The momentum from change comes from those left out. These include:
- innovative SMEs not in the supply chains of dominant players,
- high street shopkeepers being driven out of business by on-line retailers who pay neither business rates nor UK VAT,
- fishermen who want marine reserves
- those who want agricultural support focussed on small farmers who help preserve the countryside, not agribusinesses which farm the subsidies.
- those trying to provide joined up care for an aging population
- those who want to be able to identify and discriminate against animal products form livestock raised and housed in conditions that would be illegal in the UK.
But few of the groups have got their act together because, until the unexpected Brexit vote they did not think they stood a chance. The Establishment wants to make sure they do not get that chance until it has worked out how to survive in power by “managing” the pace of change.
4 Devolution of Power – the passing of IT budgets and spend from Whitehall to Town Hall, County Hall and their procurement consortia
The UK is a uniquely centralised, steam age nation state (even more so than France or Germany), hence many of our problems with the rest of the EU which its regionalisation agenda. The threat of powers being passed from Brussels to the Welsh or Scots assembly, let alone to Town Hall or County Hall runs counter to all the traditions of Whitehall. This IS a genuinely existential threat to the London-based establishment, The City of London can survive a transition to a United Kingdom.

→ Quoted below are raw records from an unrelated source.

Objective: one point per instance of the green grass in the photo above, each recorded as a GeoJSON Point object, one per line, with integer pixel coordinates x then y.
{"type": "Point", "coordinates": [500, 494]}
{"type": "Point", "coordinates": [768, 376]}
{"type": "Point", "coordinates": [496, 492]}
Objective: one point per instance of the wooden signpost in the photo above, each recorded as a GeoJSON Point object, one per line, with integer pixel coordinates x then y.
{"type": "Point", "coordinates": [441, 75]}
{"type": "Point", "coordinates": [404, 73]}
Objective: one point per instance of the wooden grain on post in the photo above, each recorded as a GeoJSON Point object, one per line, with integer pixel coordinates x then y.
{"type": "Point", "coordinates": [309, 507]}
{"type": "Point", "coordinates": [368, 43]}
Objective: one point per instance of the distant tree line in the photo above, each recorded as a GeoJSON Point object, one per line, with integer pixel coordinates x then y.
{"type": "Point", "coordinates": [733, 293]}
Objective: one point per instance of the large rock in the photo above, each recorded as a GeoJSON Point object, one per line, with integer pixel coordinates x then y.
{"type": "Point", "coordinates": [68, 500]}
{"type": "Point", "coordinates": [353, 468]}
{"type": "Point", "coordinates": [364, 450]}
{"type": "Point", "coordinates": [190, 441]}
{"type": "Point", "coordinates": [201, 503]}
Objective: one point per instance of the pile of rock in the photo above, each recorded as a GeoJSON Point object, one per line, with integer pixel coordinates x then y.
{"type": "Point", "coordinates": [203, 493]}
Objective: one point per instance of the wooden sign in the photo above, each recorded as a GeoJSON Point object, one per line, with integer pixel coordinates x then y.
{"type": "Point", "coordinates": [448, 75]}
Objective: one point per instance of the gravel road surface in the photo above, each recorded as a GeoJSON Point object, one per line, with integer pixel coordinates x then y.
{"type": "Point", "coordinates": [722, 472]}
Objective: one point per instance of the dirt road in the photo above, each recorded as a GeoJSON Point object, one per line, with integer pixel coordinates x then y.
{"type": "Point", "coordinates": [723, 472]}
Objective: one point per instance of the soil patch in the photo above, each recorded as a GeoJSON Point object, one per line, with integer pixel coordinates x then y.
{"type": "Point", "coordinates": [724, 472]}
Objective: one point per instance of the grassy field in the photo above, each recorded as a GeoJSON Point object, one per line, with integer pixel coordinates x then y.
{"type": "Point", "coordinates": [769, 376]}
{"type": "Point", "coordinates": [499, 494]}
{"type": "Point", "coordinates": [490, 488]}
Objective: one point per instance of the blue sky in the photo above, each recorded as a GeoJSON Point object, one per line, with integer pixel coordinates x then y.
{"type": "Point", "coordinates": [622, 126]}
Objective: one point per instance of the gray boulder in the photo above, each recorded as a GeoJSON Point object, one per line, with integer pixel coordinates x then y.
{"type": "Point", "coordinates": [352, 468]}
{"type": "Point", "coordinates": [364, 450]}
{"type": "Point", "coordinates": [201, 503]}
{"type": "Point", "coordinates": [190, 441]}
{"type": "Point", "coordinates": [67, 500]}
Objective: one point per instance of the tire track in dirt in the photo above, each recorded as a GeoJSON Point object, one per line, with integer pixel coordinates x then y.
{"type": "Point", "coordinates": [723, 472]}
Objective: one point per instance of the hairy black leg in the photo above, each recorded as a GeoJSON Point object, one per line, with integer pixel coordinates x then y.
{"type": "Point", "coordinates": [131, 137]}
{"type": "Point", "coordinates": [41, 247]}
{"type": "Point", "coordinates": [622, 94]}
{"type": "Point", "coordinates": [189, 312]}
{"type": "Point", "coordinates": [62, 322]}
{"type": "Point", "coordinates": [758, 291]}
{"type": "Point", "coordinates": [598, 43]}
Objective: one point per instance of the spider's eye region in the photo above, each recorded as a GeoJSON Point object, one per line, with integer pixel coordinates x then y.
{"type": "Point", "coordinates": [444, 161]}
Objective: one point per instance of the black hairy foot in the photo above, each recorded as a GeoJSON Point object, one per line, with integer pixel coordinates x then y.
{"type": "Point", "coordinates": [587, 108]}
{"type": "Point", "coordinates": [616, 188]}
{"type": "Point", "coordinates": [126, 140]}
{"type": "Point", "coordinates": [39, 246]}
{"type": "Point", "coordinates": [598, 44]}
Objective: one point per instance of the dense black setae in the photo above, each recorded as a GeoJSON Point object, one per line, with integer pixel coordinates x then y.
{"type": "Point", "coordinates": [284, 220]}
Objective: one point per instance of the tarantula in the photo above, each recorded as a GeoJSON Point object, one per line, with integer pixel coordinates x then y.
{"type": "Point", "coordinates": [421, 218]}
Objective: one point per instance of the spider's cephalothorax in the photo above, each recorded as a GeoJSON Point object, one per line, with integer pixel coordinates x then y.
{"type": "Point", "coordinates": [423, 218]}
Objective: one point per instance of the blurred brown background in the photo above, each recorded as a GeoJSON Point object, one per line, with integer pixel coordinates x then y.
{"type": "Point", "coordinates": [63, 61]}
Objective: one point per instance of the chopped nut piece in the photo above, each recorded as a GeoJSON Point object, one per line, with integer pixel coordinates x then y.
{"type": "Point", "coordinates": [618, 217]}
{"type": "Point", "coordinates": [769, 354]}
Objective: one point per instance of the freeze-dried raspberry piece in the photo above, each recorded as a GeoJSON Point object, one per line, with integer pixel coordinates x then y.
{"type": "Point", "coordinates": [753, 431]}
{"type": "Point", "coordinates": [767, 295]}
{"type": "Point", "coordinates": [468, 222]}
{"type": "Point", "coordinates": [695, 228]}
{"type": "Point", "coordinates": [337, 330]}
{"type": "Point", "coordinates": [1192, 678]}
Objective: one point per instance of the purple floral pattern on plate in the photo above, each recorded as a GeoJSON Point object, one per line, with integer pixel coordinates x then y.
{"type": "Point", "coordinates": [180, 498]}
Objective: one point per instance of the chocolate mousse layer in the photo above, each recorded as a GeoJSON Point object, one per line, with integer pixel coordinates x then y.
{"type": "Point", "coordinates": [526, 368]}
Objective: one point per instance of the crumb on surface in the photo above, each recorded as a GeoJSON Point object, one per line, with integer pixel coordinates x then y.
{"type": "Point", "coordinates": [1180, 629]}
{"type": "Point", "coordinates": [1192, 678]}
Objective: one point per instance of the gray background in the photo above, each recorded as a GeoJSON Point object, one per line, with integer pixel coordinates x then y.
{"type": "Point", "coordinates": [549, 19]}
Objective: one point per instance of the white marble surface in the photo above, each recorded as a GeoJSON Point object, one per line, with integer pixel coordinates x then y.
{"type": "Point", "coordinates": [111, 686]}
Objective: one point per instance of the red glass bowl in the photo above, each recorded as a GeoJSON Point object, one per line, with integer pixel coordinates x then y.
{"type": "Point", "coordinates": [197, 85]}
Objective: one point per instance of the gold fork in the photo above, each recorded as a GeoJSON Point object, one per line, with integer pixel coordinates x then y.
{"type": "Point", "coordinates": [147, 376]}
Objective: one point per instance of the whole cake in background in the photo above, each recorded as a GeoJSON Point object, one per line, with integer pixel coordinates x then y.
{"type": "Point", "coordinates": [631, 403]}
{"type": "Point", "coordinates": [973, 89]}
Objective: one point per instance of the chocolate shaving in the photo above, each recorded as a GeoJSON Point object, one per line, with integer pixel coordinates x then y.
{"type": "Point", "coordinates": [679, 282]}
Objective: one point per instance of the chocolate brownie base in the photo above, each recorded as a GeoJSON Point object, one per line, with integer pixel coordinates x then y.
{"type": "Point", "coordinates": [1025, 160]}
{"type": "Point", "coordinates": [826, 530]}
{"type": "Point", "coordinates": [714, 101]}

The City of Westminster would find it much harder, especially if Parliament moves away for a few years while its buildings are refurbished. That said, the Civil Service is currently busy recruiting youngsters, including former junior lobbyists whose Brussels careers have come to a halt, to handle an expected post-Brexit boom in regulatory and administrative activity – as well as negotiations with the EU. Who say they do not plan ahead?